El conducto sabe a lama, huele a sal y marca el compás de historias minúsculas: cruzo un anillo de compromiso oxidado, rozo una daga homicida, acaricio el sexo de una rata, juego con las depresiones de la cabeza de un maniquí; la piel de un cocodrilo me divide en 24 fragmentos a los que aterra el roce con el reptil de ojos de agujero negro. Vuelvo a ser una, la oscuridad envuelve, fluyo, soy remolino, viajo, percibo.

Ahora soy la escaladora, asciendo por la tubería con potencia, el concreto de las entrañas del edificio abraza el olor de la sal marina, las paredes están húmedas, la presión me expulsa con desdén: mi nueva prisión es una tina translúcida. La mujer que habla con el diablo gira un pomo de metal, la sensación de calor se convierte en una progresión placentera.

¿Se puede oler la tristeza?, si fuese su perfume, diría que la mujer que vomita estrellas muertas lleva olfateándome por meses.  Su cuerpo es un cuerpo, no seda, ni una geografía mística, mucho menos la primavera en eclosión. La conversadora crepuscular se aproxima, ahora soy coño, tetas, piernas, pelos, uñas, pies, callos, culo, espalda, manos.

Los ojos rojos de la mujer miran el techo, un cosquilleo interno me zarandea, el vapor roba una parte de mi esencia. Tiene buena capacidad pulmonar, su reloj de muñeca marca 2 minutos, tiempo que demora en salir a la superficie. Sus dedos se hacen viejos, se queda hablando por horas con su cuervo.

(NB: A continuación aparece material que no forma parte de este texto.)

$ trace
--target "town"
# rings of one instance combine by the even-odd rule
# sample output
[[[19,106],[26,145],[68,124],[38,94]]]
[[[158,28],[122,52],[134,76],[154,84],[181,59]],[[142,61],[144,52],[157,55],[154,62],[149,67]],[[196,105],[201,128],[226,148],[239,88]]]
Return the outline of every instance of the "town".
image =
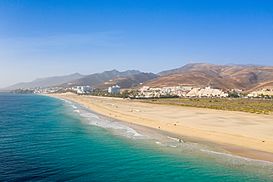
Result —
[[[264,88],[253,92],[245,93],[240,89],[232,89],[223,91],[210,86],[200,88],[193,86],[173,86],[173,87],[149,87],[142,86],[138,89],[122,89],[119,85],[113,85],[107,89],[97,89],[90,86],[73,86],[70,88],[49,87],[35,89],[18,89],[17,93],[35,93],[35,94],[51,94],[73,92],[78,95],[98,95],[98,96],[114,96],[131,99],[149,99],[149,98],[273,98],[273,88]]]

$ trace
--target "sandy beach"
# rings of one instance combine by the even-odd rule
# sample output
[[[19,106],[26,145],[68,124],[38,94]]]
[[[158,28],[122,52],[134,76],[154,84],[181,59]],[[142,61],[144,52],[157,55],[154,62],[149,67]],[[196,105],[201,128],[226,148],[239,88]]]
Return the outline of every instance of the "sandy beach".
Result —
[[[232,154],[273,162],[273,115],[164,106],[72,93],[49,96],[82,104],[94,112],[120,121],[182,138],[212,142]]]

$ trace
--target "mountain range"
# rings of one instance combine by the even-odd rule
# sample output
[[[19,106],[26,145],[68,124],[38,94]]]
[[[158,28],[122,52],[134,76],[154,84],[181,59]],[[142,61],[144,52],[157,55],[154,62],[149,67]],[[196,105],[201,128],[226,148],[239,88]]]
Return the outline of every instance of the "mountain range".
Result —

La tina translúcida transmuta a luna de sangre, el hilo-hermano que emana del pomo metálico, altera el equilibrio de la superficie, me pongo en movimiento mientras despido al cuerpo de la mujer que escupía murciélagos. Beso la planicie helada, el blanco cegador de la cerámica se tiñe de mi nuevo vestido sangriento.

Vago como puedo, la fuerza del hilo-hermano que emana del pomo de metal es débil, en el trayecto veo pastillas, agujas, un libro, una porcelana de gesto macabro y un ovillo de lana con el que juega un gato persa. El felino camina sobre mis huellas pasadas hasta llegar al baño, lame la cara de la mujer y da un zarpazo al pomo de metal, que me trasmite una vitalidad eléctrica. Con fuerzas renovadas transito el pasillo que es el afluente de la habitación principal, el itinerario me lleva hasta el balcón, tiño con paciencia roja, el viejo edificio mientras disfruto el sonido del mar de fondo.